In the above experiments, shoots were induced from the edge of the explants in the selection medium. Most of the shoots were vitrified and likely to have low chlorophyll contents in their leaves (Fig. 3A). The shoots produced roots in the rooting media and converted to normal shoots when they were further cultured on hormone-free MS media containing 1.0% plant agar (Fig. 3B). Subsequent transfer of the normalized plants to the same media containing 1.0% plant agar produced completely normalized plants (Fig. 3C).

Fig. 3. Transformation of Dianthus caryophyllus L. cv.
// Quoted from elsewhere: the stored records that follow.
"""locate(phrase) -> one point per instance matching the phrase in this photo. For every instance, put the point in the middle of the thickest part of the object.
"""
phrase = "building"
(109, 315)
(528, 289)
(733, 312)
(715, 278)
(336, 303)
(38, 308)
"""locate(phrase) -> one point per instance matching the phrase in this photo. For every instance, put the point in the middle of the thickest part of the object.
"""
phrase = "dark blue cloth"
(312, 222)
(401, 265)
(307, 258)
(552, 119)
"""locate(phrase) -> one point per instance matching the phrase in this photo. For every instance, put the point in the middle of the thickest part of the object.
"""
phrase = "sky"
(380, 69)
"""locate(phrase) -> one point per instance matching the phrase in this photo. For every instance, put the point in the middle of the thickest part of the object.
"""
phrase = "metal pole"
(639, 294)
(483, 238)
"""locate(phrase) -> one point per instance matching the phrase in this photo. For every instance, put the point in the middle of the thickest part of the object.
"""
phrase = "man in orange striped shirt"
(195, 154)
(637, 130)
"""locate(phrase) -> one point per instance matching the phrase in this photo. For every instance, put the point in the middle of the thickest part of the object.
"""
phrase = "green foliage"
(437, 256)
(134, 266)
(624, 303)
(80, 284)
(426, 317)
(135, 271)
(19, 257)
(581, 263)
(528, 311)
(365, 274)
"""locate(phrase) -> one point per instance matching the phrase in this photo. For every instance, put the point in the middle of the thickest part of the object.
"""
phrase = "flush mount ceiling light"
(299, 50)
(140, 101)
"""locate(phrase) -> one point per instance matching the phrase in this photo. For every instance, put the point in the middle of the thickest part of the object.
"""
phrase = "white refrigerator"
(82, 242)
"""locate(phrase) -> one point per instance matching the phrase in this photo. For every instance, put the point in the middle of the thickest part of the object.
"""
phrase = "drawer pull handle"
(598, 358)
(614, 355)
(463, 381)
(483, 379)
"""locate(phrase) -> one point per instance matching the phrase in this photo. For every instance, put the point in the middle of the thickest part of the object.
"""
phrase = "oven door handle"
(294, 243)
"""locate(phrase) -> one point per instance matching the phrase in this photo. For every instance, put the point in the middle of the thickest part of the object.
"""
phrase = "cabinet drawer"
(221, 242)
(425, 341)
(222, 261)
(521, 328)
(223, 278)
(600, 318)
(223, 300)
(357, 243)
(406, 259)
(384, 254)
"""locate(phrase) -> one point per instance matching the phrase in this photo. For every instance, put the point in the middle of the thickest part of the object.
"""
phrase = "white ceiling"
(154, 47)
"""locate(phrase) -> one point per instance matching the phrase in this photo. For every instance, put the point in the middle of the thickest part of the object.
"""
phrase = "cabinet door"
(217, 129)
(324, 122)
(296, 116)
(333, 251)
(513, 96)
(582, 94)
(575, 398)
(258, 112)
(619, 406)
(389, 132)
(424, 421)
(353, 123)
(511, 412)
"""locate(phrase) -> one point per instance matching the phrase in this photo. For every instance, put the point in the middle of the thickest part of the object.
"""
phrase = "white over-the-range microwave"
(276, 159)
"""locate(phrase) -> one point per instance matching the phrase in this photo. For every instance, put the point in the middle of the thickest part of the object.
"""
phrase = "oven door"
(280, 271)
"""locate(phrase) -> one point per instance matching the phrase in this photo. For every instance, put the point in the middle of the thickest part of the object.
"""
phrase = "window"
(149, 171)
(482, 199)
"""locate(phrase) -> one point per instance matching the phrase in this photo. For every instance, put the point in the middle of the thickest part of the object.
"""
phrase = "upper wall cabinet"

Jinju. (A) Shoot regenerated after four weeks in the selection medium (bar = 1 mm). (B) Shoots gradually changed to normal in the conversion medium. (C) Shoots normalized and rooted in the conversion medium
Conclusion

This study demonstrated that the addition of SNP to the shoot regeneration medium suppressed shoot regeneration in the carnation cv. “Jinju”. However, when NAg was added to the media, the concentration of 2.0 µM was found to promote shoot regeneration and plant growth, which indicated its potential as a positive promoter of shoot regeneration and plant growth compared to SNP. Considering PPT as a selective agent, 1.0 mg/L was the minimal and optimal concentration for the selection of putative transgenic plants. When the explants were infected with Agrobacterium cells harboring the acdS gene, the explants that were pre-cultured for three days induced a greater number of putative transgenic plants with a co-cultivation period of four days. Therefore, we expect that this study will provide advantages to researchers who are developing genetic transformations of carnations.

Acknowledgements

This work was supported by a grant from Rural Development Administration in Korea (Project no. PJ014858).